Two weeks ago, attorneys for a Midwestern ad agency made an unusual argument in federal court: the agency is not responsible for the fact that its client’s product just happens to (allegedly) cause cancer.
On July 19th, the Armstrong Teasdale firm, representing Osborn & Barr of St. Louis, filed a 15-page document seeking to have their client removed from a class action case filed against agriculture giant Monsanto.
For context, hundreds of concurrent suits allege that glyphostate, the active ingredient in top Monsanto-made herbicide Roundup, can cause non-Hodgkin lymphoma.
In March, Robert F. Kennedy Jr. and the L.A. law firm of Baum, Hedlund, Aristei & Goldman simultaneously filed more than 200 suits in the 22nd Circuit Court in St. Louis. These cases named Monsanto and Osborn & Barr—which has long counted the company as a client and created Roundup campaigns—as co-defendants, arguing that both parties falsely presented the product as “[posing] no unreasonable risks to human health or the environment.”
Here is Kennedy’s statement tying the agency to the risks allegedly posed by its client’s product:
“[Osborn & Barr] was integral to the marketing of glyphosate. There was no way for our clients to understand the risk they were taking because of the deception of Monsanto and Osborn & Barr.”
Kennedy, who does not have any medical training, has received some criticism for his comments linking childhood vaccines to autism. Earlier this year, he said that Donald Trump had invited him to chair a “vaccine safety” commission that has not yet come to pass.
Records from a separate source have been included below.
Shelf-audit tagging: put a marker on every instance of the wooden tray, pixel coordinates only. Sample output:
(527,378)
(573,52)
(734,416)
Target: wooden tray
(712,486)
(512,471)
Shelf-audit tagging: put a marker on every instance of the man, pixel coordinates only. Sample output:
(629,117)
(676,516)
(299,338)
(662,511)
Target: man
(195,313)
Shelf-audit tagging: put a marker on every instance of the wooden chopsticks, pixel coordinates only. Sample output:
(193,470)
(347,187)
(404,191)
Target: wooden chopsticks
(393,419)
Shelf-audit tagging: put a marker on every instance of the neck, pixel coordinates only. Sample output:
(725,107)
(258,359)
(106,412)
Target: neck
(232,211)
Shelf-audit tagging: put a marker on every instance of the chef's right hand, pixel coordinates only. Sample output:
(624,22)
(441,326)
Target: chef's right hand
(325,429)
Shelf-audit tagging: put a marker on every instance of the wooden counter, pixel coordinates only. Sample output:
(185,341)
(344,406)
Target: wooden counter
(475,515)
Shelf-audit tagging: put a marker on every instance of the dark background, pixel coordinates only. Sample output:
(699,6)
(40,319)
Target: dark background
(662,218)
Now, Osborn & Barr’s legal team has pushed back aggressively. In the filing calling for the case to be dismissed, they argue that the initial complaint is “a jumbled hodgepodge of vagaries, ambiguities, and contradictions” that “does not set out any real facts.”
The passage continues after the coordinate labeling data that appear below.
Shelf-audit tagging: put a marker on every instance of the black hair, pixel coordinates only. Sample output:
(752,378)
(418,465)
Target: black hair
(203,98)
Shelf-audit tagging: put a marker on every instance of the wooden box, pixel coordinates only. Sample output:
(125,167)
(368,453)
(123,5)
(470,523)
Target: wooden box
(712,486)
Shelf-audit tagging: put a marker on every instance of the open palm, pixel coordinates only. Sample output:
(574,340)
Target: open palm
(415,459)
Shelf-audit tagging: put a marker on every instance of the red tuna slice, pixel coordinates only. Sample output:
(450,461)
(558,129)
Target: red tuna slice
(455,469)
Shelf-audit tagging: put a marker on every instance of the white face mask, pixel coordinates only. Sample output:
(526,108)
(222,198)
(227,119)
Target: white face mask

The following paragraph is even more explicit:
“Although cast in terms of ‘misrepresentations’ in an advertising campaign, Plaintiffs’ claims against the Osborn & Barr Defendants are really nothing more than an attempt to hold an advertising agency liable for bodily injuries supposedly incurred as a result of exposure to a defective product manufactured by an entirely different company. In other words, Plaintiffs are asserting product liability claims against a company that did nothing more than promote the allegedly defective product.”
Another key line holds that “Plaintiffs have not plead anything resembling a duty on the part of the Osborn & Barr Defendants to independently verify the manufacturer’s scientific data regarding a technical, complex product over two decades of providing service.”
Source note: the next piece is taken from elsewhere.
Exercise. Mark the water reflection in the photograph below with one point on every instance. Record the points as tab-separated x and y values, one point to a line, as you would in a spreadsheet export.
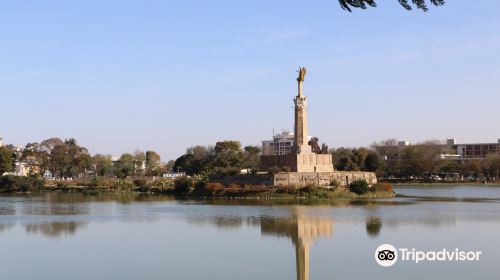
373	226
302	229
55	229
In other words, who are we to call out alleged falsehoods presented by our client? The team proceeds to cite other cases finding that those who market or distribute products “are not subject to liability” regarding the manufacturers of those products.
Then the filing gets to the vague nature of Kennedy’s claims: “Plaintiffs allege that Osborn & Barr falsely asserted unspecified things and suppressed unspecified information about the ‘safety’ of Roundup. … Plaintiffs do not mention anything that the Osborn & Barr Defendants should have done when they purportedly began advertising for Monsanto, or anything they should have done at any other time up to 2012.”
Armstrong Teasdale, of course, would like the case immediately dismissed.
The story of glyphostate remains a matter of great disagreement. In June, the state of California announced that it would be adding the substance to a list of chemicals known to cause cancer. That decision followed a 2015 ruling in which the World Health Organization’s International Agency for Research on Cancer said, in a controversial turn, that glyphostate “probably” causes cancer.
Yet the IARC is so far the only official group to make such a judgment—and in June an epidemiologist who worked on the project that led to the declaration told Reuters that he had seen evidence showing no link between Roundup and cancer.
At any rate, a loss for Osborn & Barr, however unlikely, would be a huge blow to ad agencies as it could theoretically serve as a precedent to hold creatives responsible for side-effects stemming from the consumption of the products they promote.